Stay Calm: Avoid reacting negatively to the licking behavior. Stay calm and composed, as dogs can pick up on your emotions. Consistency and positive reinforcement are more effective than negative reactions.

Deterrents: Some dogs are sensitive to taste or smell deterrents. You can use pet-safe products, like bitter sprays or wipes, on your nose to make licking less enjoyable for your dog.

Create Boundaries: Establish boundaries by using commands like “off” to discourage your dog from getting too close to your face. Reinforce the boundaries with positive reinforcement when they comply.

Provide Mental and Physical Stimulation: Ensure your dog is mentally and physically stimulated through regular exercise, playtime, and puzzle toys. A well-exercised and mentally engaged dog is less likely to exhibit unwanted behaviors.

Consistent Training: Consistency is crucial in dog training. Enlist the help of family members or anyone interacting with the dog to ensure everyone follows the same rules and commands.

Professional Training Help: If the behavior persists or is challenging to address, consider seeking help from a professional dog trainer or behaviorist. They can provide personalized guidance based on your dog’s specific needs.

Remember that training takes time and patience, and every dog is different. Be consistent, use positive reinforcement, and focus on creating a positive and reinforcing environment for your dog. If you’re unsure about the best approach for your specific situation, consulting with a professional trainer can be beneficial.


Generally, nose licking is normal, and they use it to show respect and submit to you their alphas. They can also use their mouth receptors to detect your moods when you wake up. Despite being normal, some folks may be against this behavior.

If you have a compromised immunity, you should discourage this behavior. And that’s because you can produce bacteria that they may end up ingesting and becoming sick. Consistent training can help you curb this issue.

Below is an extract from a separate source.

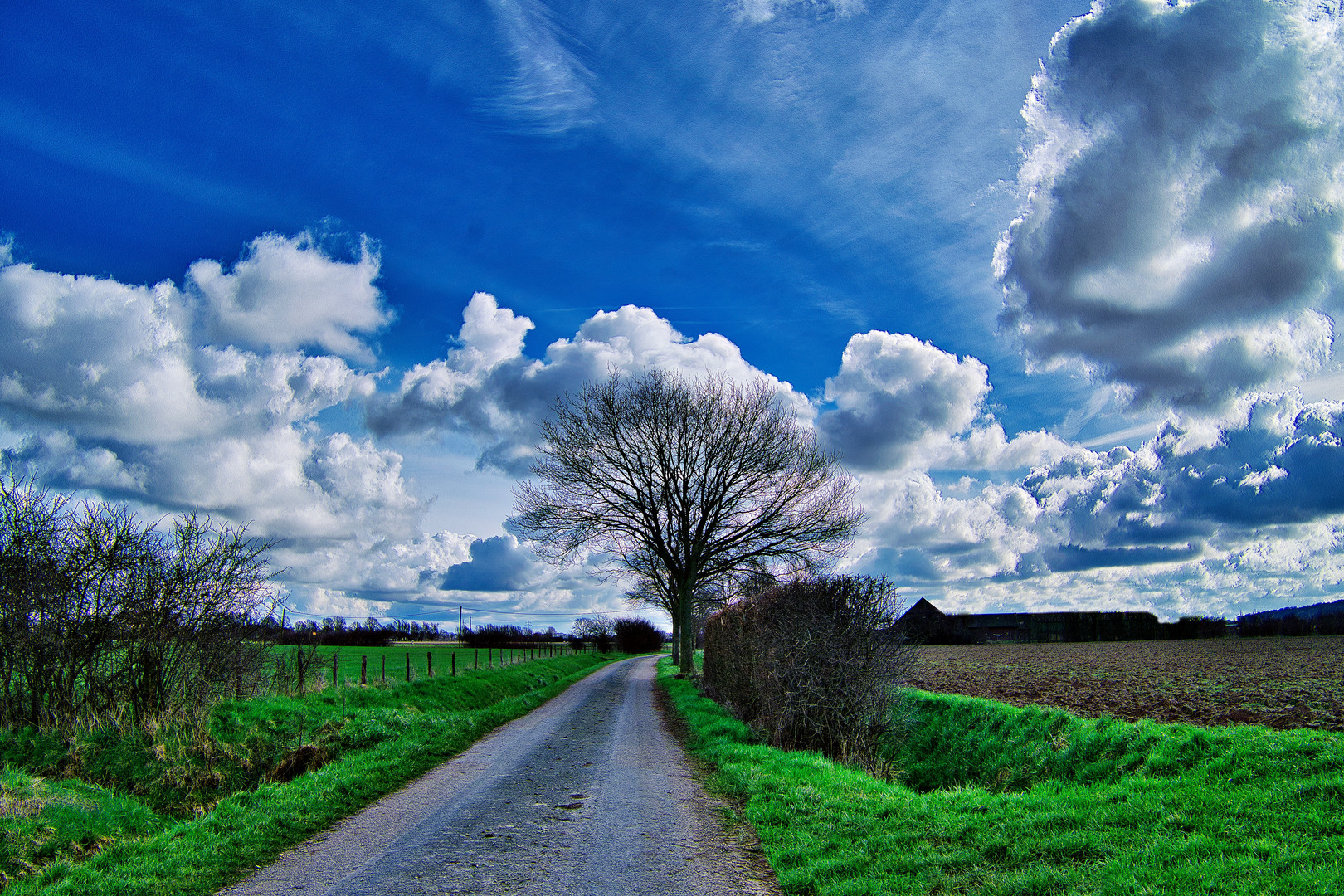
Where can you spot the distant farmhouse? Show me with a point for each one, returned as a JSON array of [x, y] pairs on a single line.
[[928, 624]]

Frequently Asked Questions

Why does my dog lick my nose in the morning?

Licking your nose is normal, and it can be a way of showing affection. They can lick you every morning because they want to detect your moods and get a reward.

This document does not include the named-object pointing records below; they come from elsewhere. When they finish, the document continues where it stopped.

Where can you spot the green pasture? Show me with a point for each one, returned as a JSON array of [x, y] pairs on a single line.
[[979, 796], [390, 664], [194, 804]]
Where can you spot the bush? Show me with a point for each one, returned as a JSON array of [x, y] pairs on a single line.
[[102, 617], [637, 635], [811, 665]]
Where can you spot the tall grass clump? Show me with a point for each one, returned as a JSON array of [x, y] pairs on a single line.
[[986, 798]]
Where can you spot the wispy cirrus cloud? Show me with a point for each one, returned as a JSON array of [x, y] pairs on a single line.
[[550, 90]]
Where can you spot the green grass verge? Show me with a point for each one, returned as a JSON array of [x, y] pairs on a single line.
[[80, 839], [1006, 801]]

Should I let the dog lick my nose?

No, experts claim that you should let your dog lick your nose. The area around your eyes, mouth, and nose is quite sensitive and prone to infections.

How can I stop my dog from licking my nose?

Proper training and rewards can help you redirect their attention and stop this behavior. You can even come up with a command to stop it when it does that.

Jake Willhoite
Jake runs AnimalDome.com and has had cats and dogs his entire life. As a kid his family adopted several dogs from the local shelter which set him down the path of animal rescue.